Dara pun ikut meneteskan air mata. Dia tidak menyangka kalau selama ini telah membuat orang
tuanya terluka. Dia merasa egois karena memikirkan dirinya sendiri. Tapi dia masih belum bisa membuka hati untuk lelaki.
Selain pelecehan yang di alami, ada satu hal lagi yang membuat Dara belum bisa membuka hatinya. Dafi Zayyan, teman seangkatan Dara di sekolah meskipun usia mereka berbeda satu tahun.

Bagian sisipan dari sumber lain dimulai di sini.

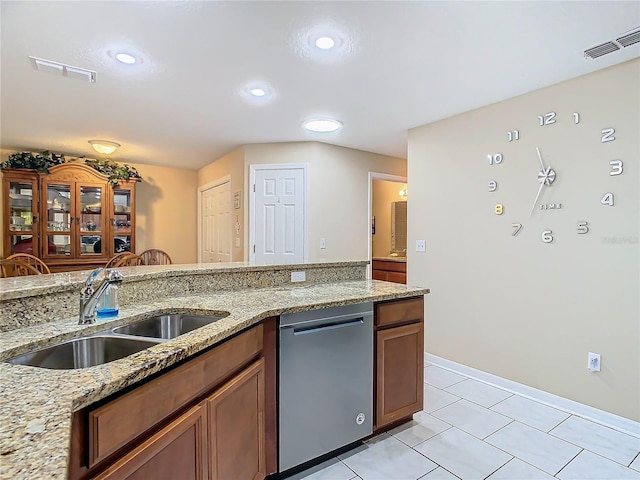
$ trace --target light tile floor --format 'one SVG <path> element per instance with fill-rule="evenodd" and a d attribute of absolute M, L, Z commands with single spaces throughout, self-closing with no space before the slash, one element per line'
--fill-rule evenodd
<path fill-rule="evenodd" d="M 425 367 L 413 421 L 289 480 L 640 480 L 640 439 Z"/>

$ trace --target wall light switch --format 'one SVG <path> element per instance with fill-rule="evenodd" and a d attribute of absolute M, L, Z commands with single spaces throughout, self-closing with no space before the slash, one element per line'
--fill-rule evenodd
<path fill-rule="evenodd" d="M 236 248 L 240 248 L 240 237 L 236 237 Z"/>
<path fill-rule="evenodd" d="M 327 248 L 327 242 L 325 241 L 324 238 L 321 238 L 320 239 L 320 249 L 322 250 L 322 249 L 325 249 L 325 248 Z"/>
<path fill-rule="evenodd" d="M 416 252 L 426 252 L 427 242 L 426 240 L 416 240 Z"/>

Dafi, nama panggilannya. Dafi sering kali menyatakan perasaannya pada Dara, tapi selalu ditolak. Walau begitu, Dafi tidak pernah menyerah mencari perhatian Dara. Diam-diam timbul rasa suka di hati Dara.
Tapi dia tak kunjung menyambut ungkapan cinta Dafi. Dara merasa tidak pantas untuk Dafi karena status mereka yang jauh berbeda. Dara hanya anak
seorang buruh tani. Dafi anak kepala desa.
Pernah dia berkhayal jika nanti setelah lulus sekolah dia akan bekerja keras agar bisa sejajar dengan Dafi. Dara tahu, Dafi mempunyai perasaan yang tulus. Sebenarnya pemuda itu tidak peduli kalau Dara hanya anak seorang buruh tani.
Tapi setelah kejadian naas itu, Dafi tidak pernah menampakkan diri lagi. Entah apa alasannya, Dara tidak pernah tahu.
Terakhir kabar yang dia dengar, Dafi melanjutkan kuliah di luar negeri. Dan empat tahun yang lalu Dara dengar pria itu sudah menikah.
Dara termenung cukup lama. Selain memikirkan nasihat orang tuanya, dia tiba- tiba memikirkan Dafi. Padahal sudah sangat lama pria itu hilang dari pikirannya.
“Bunda, Shaka mau pipis,“ perkataan Shaka membawanya ke alam sadar lagi. Cici segera bangkit dan menuntun pria kecil itu ke kamar mandi.
Setelah Dara pergi, bapak dan ibu saling berpandangan. Ada perasaan lega, akhirnya mereka bisa mengungkapkan uneg-unegnya.
Selama ini mereka hanya diam. Mereka tidak ingin membuat putrinya terlalu banyak pikiran. Mereka tahu hidup di kota sendirian tidaklah mudah. Dengan kejadian ini mereka berharap Dara dapat berubah pikiran.
Bu Maisaroh berdiri, dia hendak menemani Nindy melihat TV.
“Nduk, Mbah tadi buat pudding, Nindy mau?“ tawar Bu Maisaroh saat tiba di ruang tengah. Sejak datang tadi siang, Nindy tidak banyak tingkah berbeda dengan sang adik.
“Mau Mbah,“ jawab Nindy sambil mengangguk. “Maaf kalau merepotkan," lanjut gadis kecil itu.
“Mbah malah senang kalian ada di sini. Rumahnya jadi rame,“ ucap Bu Maisaroh sambil meninggalkan Nindy.
Dapur terletak di sebelah kamar mandi. Bu Maisaroh mendengar celotehan Shaka yang membuat Dara
tertawa. Dia membayangkan andai bocah cilik itu benar-benar cucunya.